Because the state regulations are not going to change each time there is a new measurement, and the data gathering is more likely going to continue with the same units, it seems more reasonable to adapt the state\_regulations to measurements in ug/L for all that were gathered in mg/L, so we don't have to change the raw data each time it is collected. 

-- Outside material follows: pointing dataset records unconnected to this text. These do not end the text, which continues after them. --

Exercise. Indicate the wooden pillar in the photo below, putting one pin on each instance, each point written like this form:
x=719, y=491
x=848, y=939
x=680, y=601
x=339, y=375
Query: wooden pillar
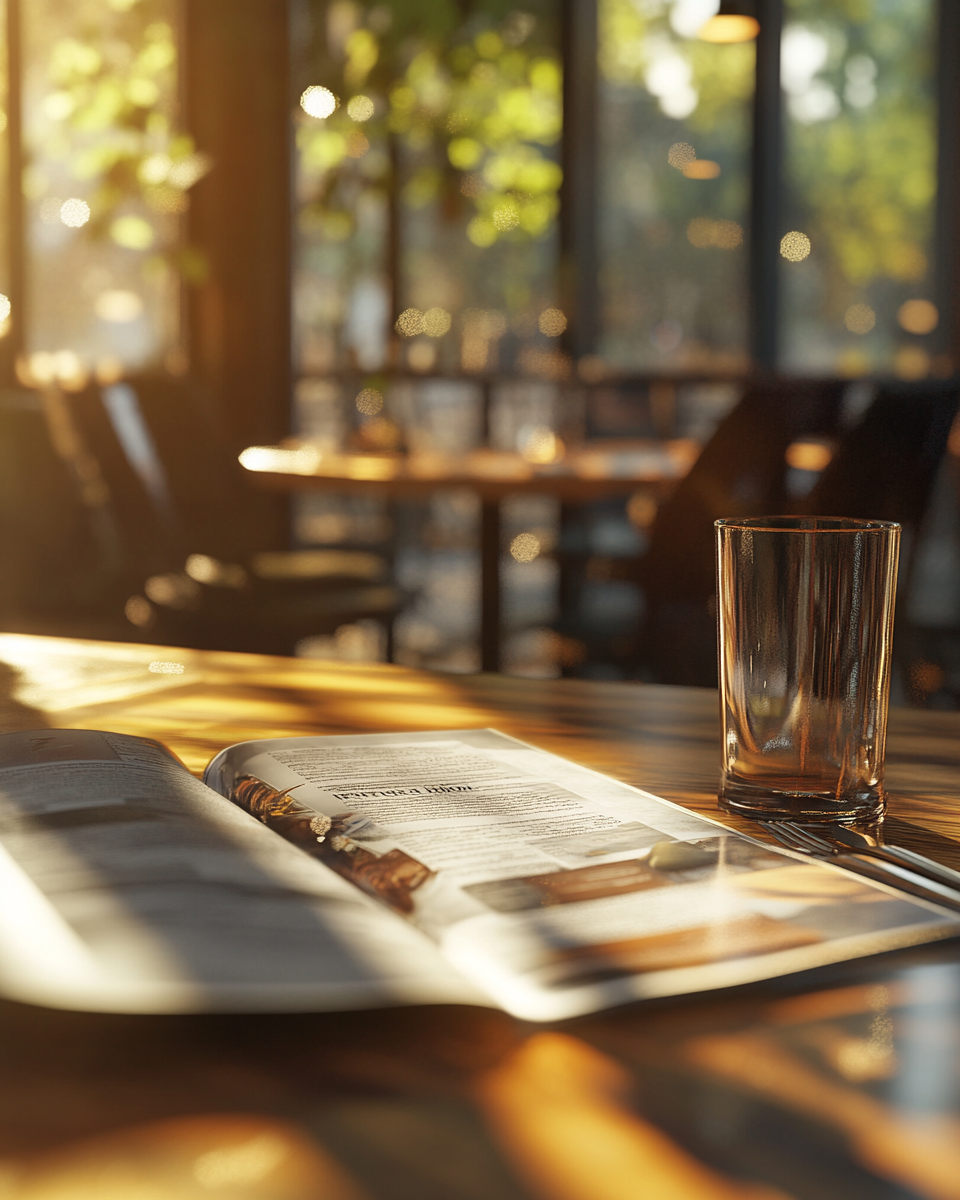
x=238, y=100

Before making any changes, I want to look at all of the state/federal regulation values again.

In [67]:
SELECT  
        l.parameter, 
        l.units,
        s.units
FROM    lab_results l 
        INNER JOIN 
        state_regulations s
                ON l.parameter = s.contaminant
GROUP BY 
    l.parameter,
    l.units, 
    s.units 
ORDER BY 
    l.parameter

parameter,units,units.1
"1,1,1-Trichloroethane",ug/L,mg/L
"1,1,2,2-Tetrachloroethane",ug/L,mg/L
"1,1,2-Trichloroethane",ug/L,mg/L
"1,1,2-Trichlorotrifluoroethane",ug/L,mg/L
"1,1-Dichloroethane",ug/L,mg/L
"1,1-Dichloroethene",ug/L,mg/L
"1,2,3-Trichloropropane",ug/L,mg/L
"1,2,4-Trichlorobenzene",ug/L,mg/L
"1,2-Dibromo-3-chloropropane (DBCP)",ug/L,mg/L
"1,2-Dichlorobenzene",ug/L,mg/L


1. Dissolved Uranium: mg/L as N vs pCi/L - either of these should be in ug/L, mg/L as N makes no sense for uranium
2. mg/L can be converted to pCi/L by multiplying x 0.67 - FIXED
3. Dissolved Strontium: mg/L vs pCi/L
4. EPA states 4 mg/L for Strontium maximum - FIXED
5. Dissolved Nitrate: mg/L (and not in mg/L as N)  -- factor of x 0.226
6. 2,3,7,8-Tetratchlorodibenzo... : pg/L vs mg/L -- factor of 10^9 - FIXED
7. Dissolved Mercury: ng/L vs mg/L -- factor of 10^6; this one is more complicated - there are measurements in ug, ng, and mg/L == set this to ug/L
8. bis(2-Ethyhexyl) pthlalate:  mg/Kg vs mg/L  -- this should be the same if it is Kg of h2o??? -- FIXED
9. See below for the list of ug/L vs mg/L -- factor of 1000
  
Duplicates with different units: 
1. bis(2-ethylhexyl) phthalate in both mg/Kg and ug/L
2. Dissolved Aluminum in mg and ug
3. Dissolved Antimony in mg and ug
4. Dissolved Arsenic in mg and ug
5. Dissolved Barium in mg and ug
6. Dissolved beryllium, cadmium, and copper, lead in mg and ug
7. Dissolved Mercury in mg, ug, and ng
8.

In [65]:
SELECT  
        l.parameter
FROM    lab_results l 
        INNER JOIN 
        state_regulations s
                ON l.parameter = s.contaminant
WHERE 
    l.units = 'mg/L'
    AND 
    s.units = 'mg/L'
GROUP BY 
    l.parameter,
    l.units, 
    s.units 
ORDER BY 
    l.parameter

parameter
Cyanide
Dissolved Aluminum
Dissolved Antimony
Dissolved Arsenic
Dissolved Barium
Dissolved Beryllium
Dissolved Cadmium
Dissolved Copper
Dissolved Fluoride
Dissolved Lead


Next Step - I have a curtailed dataset, regulated_contaminants, that only has the inner joined data from lab results. This is 7x smaller than the original set. I need to do the conversions to rectify the discrepancies before we can put this into Tableau.